Hayal kırıklığına uğramış bir yüz ifadesiyle baktı, sonra kendini toparladı.
- Ta… Yok Taaşşuk-i Talat ve Fitnat değil. Çok garip! Bu isimdeki kitabı ilk defa duyuyorum. Şey hocam, soru çözerken bir soruya takıldım, acaba yardımcı olabilir misiniz?

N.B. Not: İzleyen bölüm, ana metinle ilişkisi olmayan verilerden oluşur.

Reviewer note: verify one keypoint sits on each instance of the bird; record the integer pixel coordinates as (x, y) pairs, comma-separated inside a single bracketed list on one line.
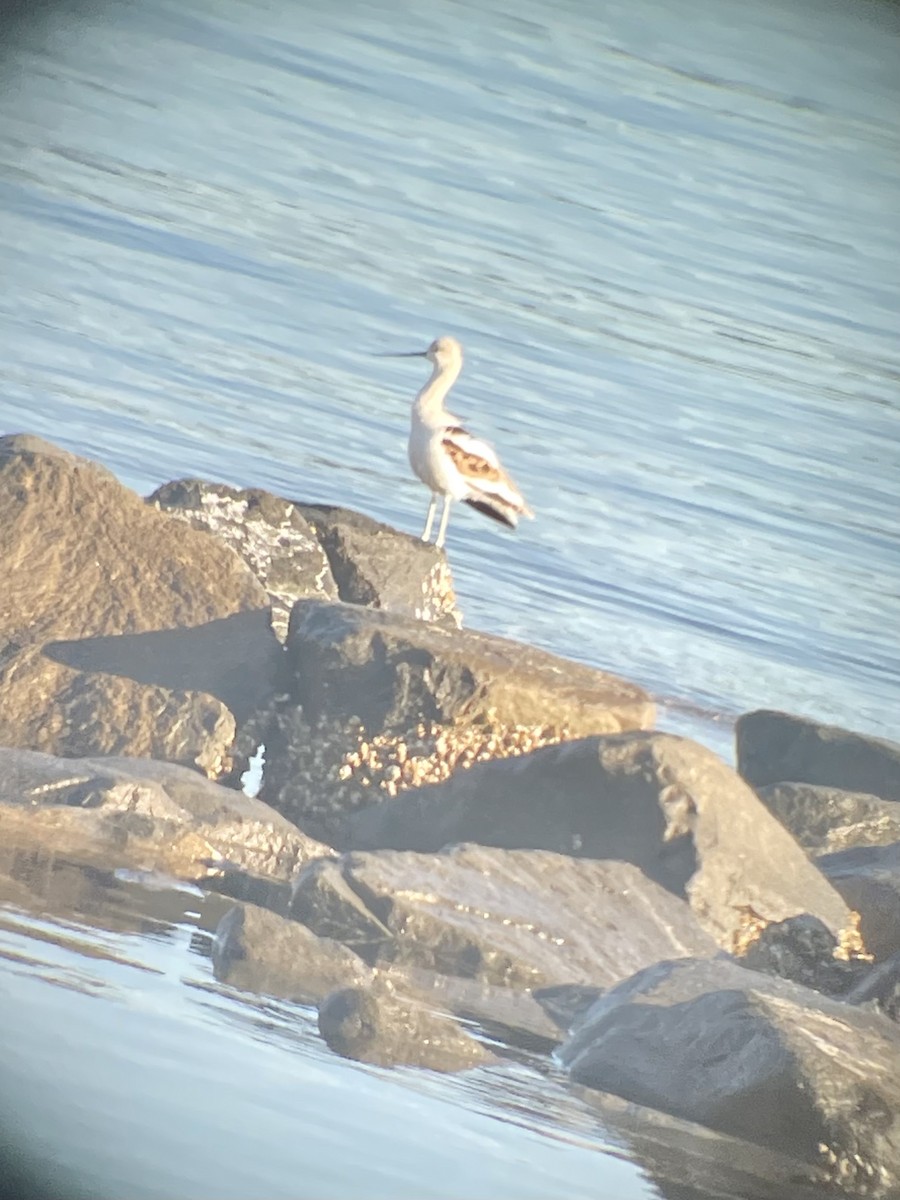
[(447, 457)]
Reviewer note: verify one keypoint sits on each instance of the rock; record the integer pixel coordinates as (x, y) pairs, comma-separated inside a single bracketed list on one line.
[(880, 988), (270, 534), (826, 820), (756, 1057), (141, 813), (509, 918), (390, 1029), (389, 702), (803, 948), (119, 631), (684, 1161), (381, 568), (258, 951), (664, 803), (775, 748), (869, 880)]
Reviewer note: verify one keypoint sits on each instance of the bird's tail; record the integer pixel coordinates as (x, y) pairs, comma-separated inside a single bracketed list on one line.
[(499, 509)]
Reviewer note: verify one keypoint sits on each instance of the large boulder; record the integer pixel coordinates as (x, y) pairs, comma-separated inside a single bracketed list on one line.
[(378, 703), (391, 1027), (382, 568), (141, 813), (262, 952), (775, 748), (664, 803), (517, 919), (826, 820), (309, 551), (120, 630), (269, 533), (869, 880), (756, 1057)]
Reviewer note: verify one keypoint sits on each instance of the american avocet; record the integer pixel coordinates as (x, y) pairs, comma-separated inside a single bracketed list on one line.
[(449, 460)]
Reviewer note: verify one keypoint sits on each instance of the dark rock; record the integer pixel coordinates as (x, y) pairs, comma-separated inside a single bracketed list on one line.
[(381, 568), (390, 702), (825, 820), (803, 948), (510, 918), (109, 615), (664, 803), (685, 1161), (775, 748), (391, 1029), (869, 880), (257, 951), (142, 813), (756, 1057), (880, 987), (269, 533)]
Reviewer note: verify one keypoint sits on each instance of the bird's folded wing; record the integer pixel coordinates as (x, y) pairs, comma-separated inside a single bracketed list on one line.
[(480, 467), (473, 459)]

- Şey… Tabi ama soru nerede?
Bir iskemle çekip oturdu.
- Soru ezberimde. İki bin dokuzda çıkmış Türkçe sorusu şöyle:
Çevrenizde olup biten her şeyden birkaç da¬kikalığına uzaklaşıp ruhunuzun derinliklerinden gelen kısık sesli müziği dinlediniz mi hiç –burada ayraç var hocam- As¬lında bu müziğin sözü, bestesi tamamen size ait. Emin olun, o şarkının sözlerinde çok şey gizli –yine ayraç- Beden, ruh sağlığına dikkat et –bir ayraç daha- para, kariyer önemli ama senden önemli değil; sevdiklerini, bundan da önemlisi kendini ihmal ediyorsun -ayraç- diye fısıldayacak o şarkının sözleri. Nereden mi biliyorum -ayraç- Çünkü bunları yaşıyorum.

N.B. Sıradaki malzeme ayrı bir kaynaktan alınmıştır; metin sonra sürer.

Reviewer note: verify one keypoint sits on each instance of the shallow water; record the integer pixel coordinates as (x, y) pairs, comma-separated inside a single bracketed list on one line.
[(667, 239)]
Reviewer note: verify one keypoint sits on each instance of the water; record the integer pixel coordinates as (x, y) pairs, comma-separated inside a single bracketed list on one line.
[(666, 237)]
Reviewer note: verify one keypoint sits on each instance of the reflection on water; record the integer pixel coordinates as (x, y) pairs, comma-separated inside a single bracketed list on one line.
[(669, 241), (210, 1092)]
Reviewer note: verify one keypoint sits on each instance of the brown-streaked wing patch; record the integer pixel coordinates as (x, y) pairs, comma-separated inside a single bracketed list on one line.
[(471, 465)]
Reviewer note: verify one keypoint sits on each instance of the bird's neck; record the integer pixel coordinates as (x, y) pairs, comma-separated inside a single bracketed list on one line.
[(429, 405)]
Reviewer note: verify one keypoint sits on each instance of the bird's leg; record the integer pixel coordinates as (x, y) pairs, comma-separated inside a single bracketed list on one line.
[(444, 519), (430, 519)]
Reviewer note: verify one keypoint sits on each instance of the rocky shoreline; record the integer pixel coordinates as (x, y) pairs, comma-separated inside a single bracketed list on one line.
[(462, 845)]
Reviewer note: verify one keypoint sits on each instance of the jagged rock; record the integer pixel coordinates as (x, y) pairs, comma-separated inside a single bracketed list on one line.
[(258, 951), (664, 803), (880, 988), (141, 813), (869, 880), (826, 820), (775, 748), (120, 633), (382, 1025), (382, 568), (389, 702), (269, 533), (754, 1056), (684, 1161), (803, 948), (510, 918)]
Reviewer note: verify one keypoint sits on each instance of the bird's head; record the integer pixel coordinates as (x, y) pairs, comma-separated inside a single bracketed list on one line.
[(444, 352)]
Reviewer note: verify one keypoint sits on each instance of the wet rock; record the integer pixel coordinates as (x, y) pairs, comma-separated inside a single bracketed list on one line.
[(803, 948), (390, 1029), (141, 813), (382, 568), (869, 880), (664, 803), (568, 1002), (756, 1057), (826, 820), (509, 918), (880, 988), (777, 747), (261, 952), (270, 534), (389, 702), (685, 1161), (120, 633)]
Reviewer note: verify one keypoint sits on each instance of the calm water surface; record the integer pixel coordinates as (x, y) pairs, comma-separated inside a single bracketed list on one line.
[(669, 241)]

Bu parçada ayraçlarla belirtilen yerlere aşağıdakilerin hangisinde verilen noktalama işaretleri sırasıyla getirilmelidir?

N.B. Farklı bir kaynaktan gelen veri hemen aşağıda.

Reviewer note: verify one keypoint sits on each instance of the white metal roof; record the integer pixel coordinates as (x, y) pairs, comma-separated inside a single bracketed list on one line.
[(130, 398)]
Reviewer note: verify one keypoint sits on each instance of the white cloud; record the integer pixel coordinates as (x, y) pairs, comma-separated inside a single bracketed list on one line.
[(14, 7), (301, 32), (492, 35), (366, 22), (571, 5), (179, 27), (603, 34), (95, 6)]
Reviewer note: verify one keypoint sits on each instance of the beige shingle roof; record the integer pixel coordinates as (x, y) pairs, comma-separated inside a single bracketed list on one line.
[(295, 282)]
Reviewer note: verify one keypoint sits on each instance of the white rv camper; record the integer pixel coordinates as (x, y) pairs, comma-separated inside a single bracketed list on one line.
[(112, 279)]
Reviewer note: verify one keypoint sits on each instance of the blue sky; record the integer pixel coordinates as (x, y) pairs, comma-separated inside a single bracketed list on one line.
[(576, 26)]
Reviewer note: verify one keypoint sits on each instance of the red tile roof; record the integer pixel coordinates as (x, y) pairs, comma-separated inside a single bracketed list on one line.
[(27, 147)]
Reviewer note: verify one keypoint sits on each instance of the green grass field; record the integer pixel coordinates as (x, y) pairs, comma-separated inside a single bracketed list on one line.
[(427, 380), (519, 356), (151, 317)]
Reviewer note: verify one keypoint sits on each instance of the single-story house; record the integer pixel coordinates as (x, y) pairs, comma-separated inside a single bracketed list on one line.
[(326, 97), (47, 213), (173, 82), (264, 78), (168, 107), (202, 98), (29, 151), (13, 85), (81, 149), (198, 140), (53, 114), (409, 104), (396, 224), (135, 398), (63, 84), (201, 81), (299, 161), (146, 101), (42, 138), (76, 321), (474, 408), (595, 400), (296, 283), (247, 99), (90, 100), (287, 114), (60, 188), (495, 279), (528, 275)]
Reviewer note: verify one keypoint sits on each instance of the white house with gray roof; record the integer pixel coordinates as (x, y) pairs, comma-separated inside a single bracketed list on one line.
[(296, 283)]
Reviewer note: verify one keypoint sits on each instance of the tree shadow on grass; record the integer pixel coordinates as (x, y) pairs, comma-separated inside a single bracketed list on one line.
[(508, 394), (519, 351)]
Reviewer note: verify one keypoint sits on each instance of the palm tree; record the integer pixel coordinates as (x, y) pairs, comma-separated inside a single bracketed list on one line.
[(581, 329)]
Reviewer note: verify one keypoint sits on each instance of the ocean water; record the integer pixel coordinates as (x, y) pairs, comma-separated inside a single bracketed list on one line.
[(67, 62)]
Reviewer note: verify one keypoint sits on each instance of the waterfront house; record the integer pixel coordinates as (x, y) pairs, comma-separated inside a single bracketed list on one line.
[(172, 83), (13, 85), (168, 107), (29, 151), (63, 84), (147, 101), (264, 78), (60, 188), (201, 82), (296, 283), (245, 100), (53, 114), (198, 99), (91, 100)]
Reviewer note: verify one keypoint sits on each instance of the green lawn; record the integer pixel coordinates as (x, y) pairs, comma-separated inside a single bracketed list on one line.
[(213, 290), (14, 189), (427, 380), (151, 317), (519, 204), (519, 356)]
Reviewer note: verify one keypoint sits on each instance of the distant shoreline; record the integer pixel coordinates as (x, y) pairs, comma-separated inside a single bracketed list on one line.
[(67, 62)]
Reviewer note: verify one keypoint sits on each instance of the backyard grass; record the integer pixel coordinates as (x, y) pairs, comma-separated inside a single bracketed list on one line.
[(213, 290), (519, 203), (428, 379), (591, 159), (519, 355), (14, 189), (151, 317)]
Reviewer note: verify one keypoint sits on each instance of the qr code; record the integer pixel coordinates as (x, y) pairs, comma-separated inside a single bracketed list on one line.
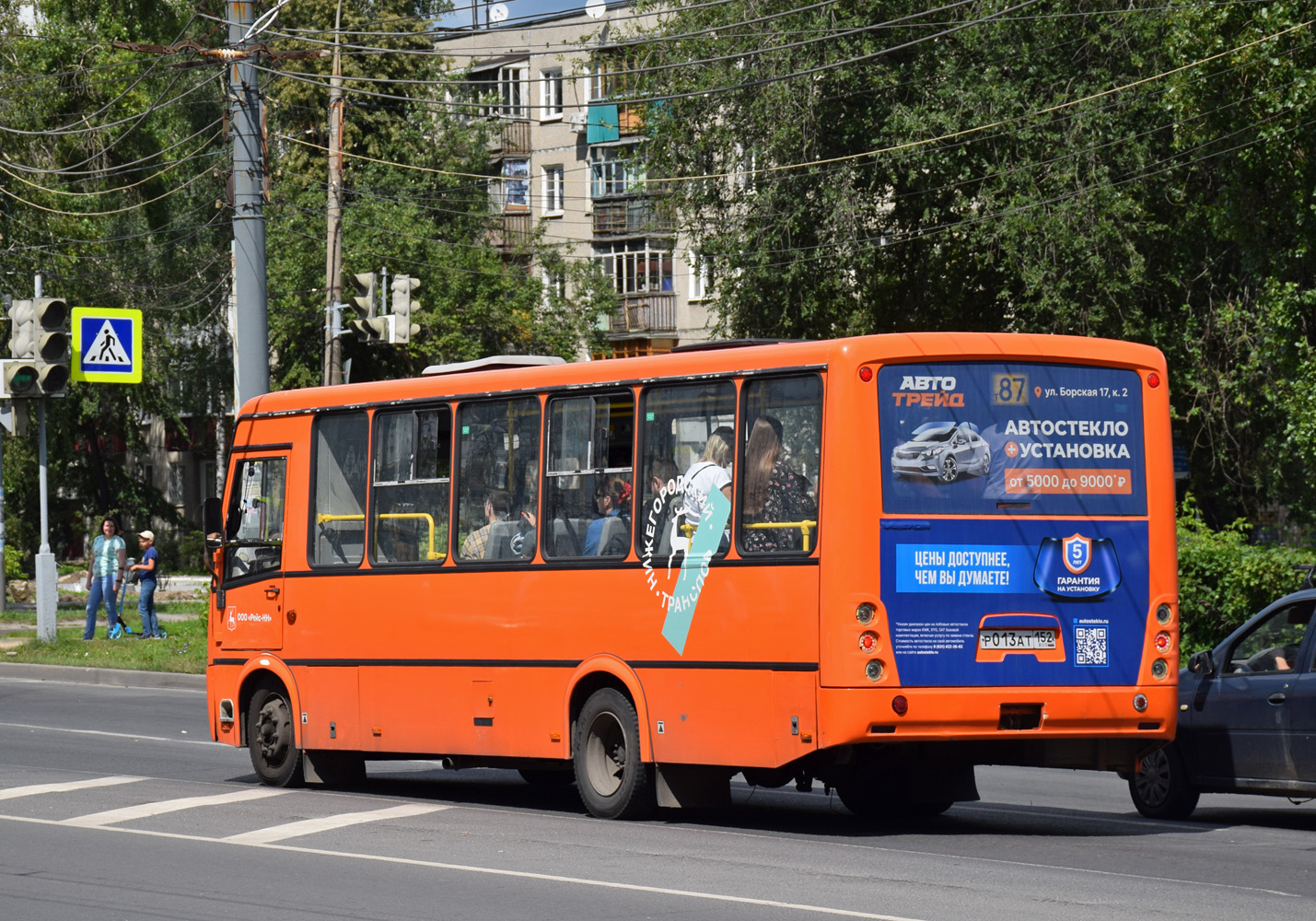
[(1089, 647)]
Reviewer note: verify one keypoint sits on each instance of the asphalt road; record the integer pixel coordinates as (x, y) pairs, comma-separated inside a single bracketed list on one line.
[(115, 804)]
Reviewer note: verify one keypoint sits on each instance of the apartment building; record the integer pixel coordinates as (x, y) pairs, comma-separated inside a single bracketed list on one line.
[(571, 157)]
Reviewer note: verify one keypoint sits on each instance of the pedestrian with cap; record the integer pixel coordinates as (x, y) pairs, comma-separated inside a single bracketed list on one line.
[(149, 570)]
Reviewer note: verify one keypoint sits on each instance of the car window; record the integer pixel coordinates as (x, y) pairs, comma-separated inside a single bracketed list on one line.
[(1274, 642)]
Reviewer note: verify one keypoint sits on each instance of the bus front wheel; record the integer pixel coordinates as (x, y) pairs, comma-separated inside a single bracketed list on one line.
[(270, 739), (612, 778)]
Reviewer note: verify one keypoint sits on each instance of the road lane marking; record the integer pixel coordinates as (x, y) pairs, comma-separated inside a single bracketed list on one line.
[(135, 737), (494, 871), (312, 825), (36, 789), (145, 810)]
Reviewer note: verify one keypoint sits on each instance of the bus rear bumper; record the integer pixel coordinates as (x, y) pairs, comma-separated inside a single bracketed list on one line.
[(1045, 727)]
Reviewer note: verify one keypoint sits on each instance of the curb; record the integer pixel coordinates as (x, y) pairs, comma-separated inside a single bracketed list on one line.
[(126, 678)]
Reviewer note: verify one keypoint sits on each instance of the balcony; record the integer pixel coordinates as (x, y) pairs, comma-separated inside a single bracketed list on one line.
[(634, 217), (645, 313), (512, 230), (514, 138)]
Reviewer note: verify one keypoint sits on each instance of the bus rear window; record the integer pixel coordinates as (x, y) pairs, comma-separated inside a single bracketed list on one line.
[(1011, 438)]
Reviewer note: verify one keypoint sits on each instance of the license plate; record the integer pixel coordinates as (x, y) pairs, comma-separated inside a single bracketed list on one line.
[(1023, 638)]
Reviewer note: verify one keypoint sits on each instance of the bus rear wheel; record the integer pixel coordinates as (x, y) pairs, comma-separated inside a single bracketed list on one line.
[(272, 741), (612, 778)]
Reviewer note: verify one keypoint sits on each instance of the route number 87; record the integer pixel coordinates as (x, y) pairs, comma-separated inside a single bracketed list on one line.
[(1009, 389)]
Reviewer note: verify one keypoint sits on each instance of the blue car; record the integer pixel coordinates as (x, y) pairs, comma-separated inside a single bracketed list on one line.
[(1246, 716)]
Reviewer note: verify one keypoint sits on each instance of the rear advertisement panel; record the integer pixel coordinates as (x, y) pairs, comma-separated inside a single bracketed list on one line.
[(1006, 596)]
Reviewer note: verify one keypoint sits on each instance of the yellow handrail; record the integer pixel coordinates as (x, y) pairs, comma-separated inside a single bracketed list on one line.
[(806, 527), (430, 554)]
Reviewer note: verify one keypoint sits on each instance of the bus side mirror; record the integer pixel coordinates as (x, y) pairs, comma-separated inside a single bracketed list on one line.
[(212, 522), (1202, 663)]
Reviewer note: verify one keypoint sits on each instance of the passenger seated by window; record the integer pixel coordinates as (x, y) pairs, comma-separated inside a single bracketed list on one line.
[(612, 499), (774, 493), (662, 520), (712, 472), (497, 507)]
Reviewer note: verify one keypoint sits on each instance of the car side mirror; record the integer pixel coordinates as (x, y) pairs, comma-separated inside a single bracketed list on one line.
[(1202, 663)]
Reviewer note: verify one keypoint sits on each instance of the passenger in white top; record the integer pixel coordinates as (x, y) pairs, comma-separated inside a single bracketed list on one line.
[(709, 472)]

A) üç nokta nokta noktalı virgül noktalı virgül ünlem
B) ünlem iki nokta virgül ünlem soru işareti
C) soru işareti iki nokta noktalı virgül virgül soru işareti
D) nokta nokta virgül virgül üç nokta
E) soru işareti nokta virgül virgül nokta
-Vallahi şu an hayretler içindeyim. Ben soruyu şimdiden unuttum, cevap veremeyeceğim. Hem zaten soruyu ezbere biliyorsun, cevabını da bilmen lazım değil mi?
-Tabii ki de biliyorum cevabını, ama yine de cevap vermeden önce tereddüt geçiriyorum. Neden bilmiyorum ama bu soru kafama çok takılıyor.
‘Sizin işiniz de hakikaten zor. Sınavlar ayın kaçındaydı?’ diye sordum.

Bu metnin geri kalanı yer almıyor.